I have a data frame that looks like this:
data <- data.frame(PROG_START = c("Tuesday, October 1, 2019", "1682294400"))
> print(data)
PROG_START
1 Tuesday, October 1, 2019
2 1682294400
As you can see, the PROG_START column has dates in 2 different formats (UTX timestamp and day of week, month, day, year). I would like to standardize the values in this column so that the format for all dates is day-month-year.

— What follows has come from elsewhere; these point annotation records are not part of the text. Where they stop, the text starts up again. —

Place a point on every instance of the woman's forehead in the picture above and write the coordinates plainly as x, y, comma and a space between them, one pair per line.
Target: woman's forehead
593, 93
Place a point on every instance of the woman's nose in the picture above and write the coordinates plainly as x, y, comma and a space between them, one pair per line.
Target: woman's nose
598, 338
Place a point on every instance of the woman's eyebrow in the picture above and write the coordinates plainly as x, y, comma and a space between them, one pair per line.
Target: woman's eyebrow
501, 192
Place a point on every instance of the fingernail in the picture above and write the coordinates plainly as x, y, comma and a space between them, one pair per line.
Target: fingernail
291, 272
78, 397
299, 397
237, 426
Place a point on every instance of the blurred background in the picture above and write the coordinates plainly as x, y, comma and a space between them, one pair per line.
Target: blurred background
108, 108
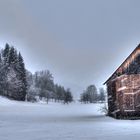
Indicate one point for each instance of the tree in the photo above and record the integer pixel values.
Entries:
(12, 74)
(89, 95)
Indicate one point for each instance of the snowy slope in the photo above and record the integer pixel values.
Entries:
(27, 121)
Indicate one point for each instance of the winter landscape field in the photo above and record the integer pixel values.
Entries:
(39, 121)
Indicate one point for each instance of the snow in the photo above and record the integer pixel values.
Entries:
(55, 121)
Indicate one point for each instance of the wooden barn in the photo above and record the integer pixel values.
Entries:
(123, 88)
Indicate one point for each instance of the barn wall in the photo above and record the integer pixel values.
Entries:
(125, 94)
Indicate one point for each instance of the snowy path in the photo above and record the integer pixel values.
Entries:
(26, 121)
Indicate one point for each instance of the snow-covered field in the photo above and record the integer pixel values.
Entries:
(27, 121)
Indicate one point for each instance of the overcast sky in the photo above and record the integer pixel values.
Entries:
(81, 42)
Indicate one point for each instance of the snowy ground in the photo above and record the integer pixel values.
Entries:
(27, 121)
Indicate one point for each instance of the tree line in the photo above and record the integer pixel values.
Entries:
(91, 95)
(19, 84)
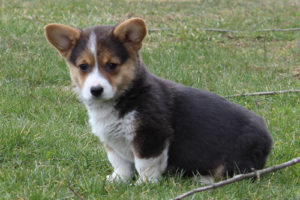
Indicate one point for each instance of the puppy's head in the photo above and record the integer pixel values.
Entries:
(102, 59)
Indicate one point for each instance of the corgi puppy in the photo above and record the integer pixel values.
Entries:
(149, 124)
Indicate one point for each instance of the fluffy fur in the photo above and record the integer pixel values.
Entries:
(151, 124)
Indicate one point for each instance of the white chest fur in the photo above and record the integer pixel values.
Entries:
(117, 132)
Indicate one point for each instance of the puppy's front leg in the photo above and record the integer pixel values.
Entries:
(123, 170)
(151, 169)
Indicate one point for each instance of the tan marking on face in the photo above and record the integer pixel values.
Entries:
(78, 77)
(122, 76)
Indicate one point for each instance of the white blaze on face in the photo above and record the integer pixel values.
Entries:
(95, 78)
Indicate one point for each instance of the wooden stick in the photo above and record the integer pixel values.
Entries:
(233, 31)
(75, 193)
(264, 93)
(240, 177)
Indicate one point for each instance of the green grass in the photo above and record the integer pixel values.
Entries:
(45, 140)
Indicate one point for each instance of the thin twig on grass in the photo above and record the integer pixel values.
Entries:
(264, 93)
(240, 177)
(234, 31)
(74, 192)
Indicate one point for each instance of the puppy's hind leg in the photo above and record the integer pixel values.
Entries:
(151, 169)
(123, 170)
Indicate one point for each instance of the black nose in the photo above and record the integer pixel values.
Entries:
(96, 91)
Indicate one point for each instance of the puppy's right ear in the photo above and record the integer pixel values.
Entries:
(62, 37)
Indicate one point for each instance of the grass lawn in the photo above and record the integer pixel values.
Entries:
(46, 145)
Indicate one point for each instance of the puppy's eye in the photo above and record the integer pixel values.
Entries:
(84, 67)
(110, 67)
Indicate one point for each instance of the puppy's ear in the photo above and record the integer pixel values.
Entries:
(62, 37)
(131, 33)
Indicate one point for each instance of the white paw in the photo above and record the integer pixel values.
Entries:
(114, 177)
(142, 180)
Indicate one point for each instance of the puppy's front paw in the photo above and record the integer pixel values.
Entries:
(114, 177)
(146, 180)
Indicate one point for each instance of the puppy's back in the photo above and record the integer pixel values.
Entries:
(213, 134)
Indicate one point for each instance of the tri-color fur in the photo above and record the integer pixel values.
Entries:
(151, 124)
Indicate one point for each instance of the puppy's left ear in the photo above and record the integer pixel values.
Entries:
(62, 37)
(131, 33)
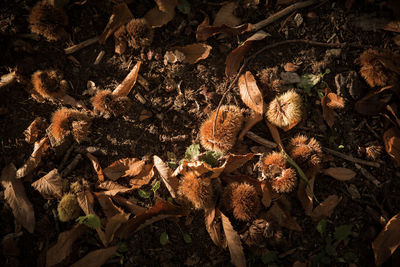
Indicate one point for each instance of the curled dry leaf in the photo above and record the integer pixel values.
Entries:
(250, 93)
(234, 243)
(127, 167)
(169, 179)
(161, 210)
(57, 253)
(326, 208)
(163, 13)
(234, 59)
(387, 241)
(341, 174)
(96, 258)
(391, 139)
(15, 196)
(50, 185)
(34, 160)
(96, 166)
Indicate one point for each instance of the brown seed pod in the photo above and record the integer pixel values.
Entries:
(285, 110)
(70, 121)
(306, 152)
(48, 21)
(198, 191)
(242, 199)
(275, 168)
(229, 123)
(49, 84)
(107, 103)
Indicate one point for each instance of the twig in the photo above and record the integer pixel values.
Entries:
(283, 12)
(350, 158)
(260, 140)
(77, 47)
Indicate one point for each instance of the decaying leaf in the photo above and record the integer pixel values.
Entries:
(161, 210)
(163, 13)
(96, 258)
(96, 166)
(15, 196)
(127, 167)
(234, 243)
(170, 180)
(57, 253)
(250, 93)
(387, 241)
(36, 157)
(234, 59)
(341, 174)
(391, 139)
(37, 127)
(326, 208)
(50, 185)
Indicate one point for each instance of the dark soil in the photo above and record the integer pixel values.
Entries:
(177, 115)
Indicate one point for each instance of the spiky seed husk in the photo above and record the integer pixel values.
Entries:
(229, 123)
(68, 208)
(49, 84)
(285, 110)
(197, 190)
(48, 21)
(242, 199)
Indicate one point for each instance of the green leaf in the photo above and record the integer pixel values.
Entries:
(192, 151)
(184, 6)
(143, 194)
(321, 226)
(342, 232)
(187, 238)
(90, 220)
(164, 238)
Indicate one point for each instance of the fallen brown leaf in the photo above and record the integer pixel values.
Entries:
(57, 253)
(50, 185)
(341, 174)
(36, 157)
(96, 258)
(250, 93)
(234, 243)
(387, 241)
(163, 13)
(391, 138)
(15, 196)
(161, 210)
(234, 59)
(326, 208)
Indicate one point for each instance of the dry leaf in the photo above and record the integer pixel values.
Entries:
(96, 258)
(170, 181)
(127, 84)
(193, 52)
(57, 253)
(163, 13)
(36, 157)
(234, 59)
(96, 166)
(250, 93)
(161, 210)
(50, 185)
(120, 16)
(341, 174)
(37, 127)
(127, 167)
(391, 139)
(234, 243)
(14, 195)
(326, 208)
(387, 241)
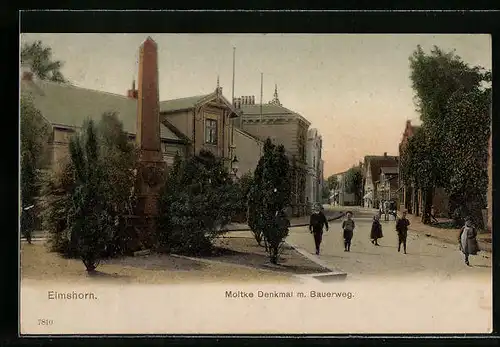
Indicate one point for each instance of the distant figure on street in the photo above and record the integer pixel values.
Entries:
(376, 232)
(402, 229)
(387, 207)
(348, 226)
(433, 215)
(468, 241)
(316, 223)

I've looked through Stack and haven't had much success in finding a solution. I did find one helpful post that led me to develop the following:
data1 <- data %>%
mutate(Dates = case_when(str_detect(PROG_START, '\\d{10}\\.\\d{3}') ~ PROG_START, TRUE ~ NA_character_ )) %>%
mutate(Dates = as.POSIXct(as.numeric(PROG_START), origin = '1970-01-01', tz = 'UTC')) %>%
mutate(PROG_START = anytime(PROG_START)) %>% mutate(PROG_START = coalesce(PROG_START, Dates)) %>% select(-Dates)
This successfully converted most of the UTX timestamps, however, a minority had the wrong year. For example, 1682294400 was ascribed the year 1682 instead of 2023. It also turned all other formatted dates (i.e., Tuesday, October 1, 2019) into NAs.
I then updated the above code to this:
data1 <- data %>%
mutate(PROG_START = case_when(
str_detect(PROG_START, '\\d{10}\\.\\d{3}') ~ as.POSIXct(as.numeric(PROG_START), origin = '1970-01-01', tz = 'UTC'),
TRUE ~ dmy(PROG_START)
)) %>%
mutate(PROG_START = format(PROG_START, "%d-%m-%Y"))
However, this turned everything into NAs. Not sure how to proceed at the moment. I appreciate the help! Thank you!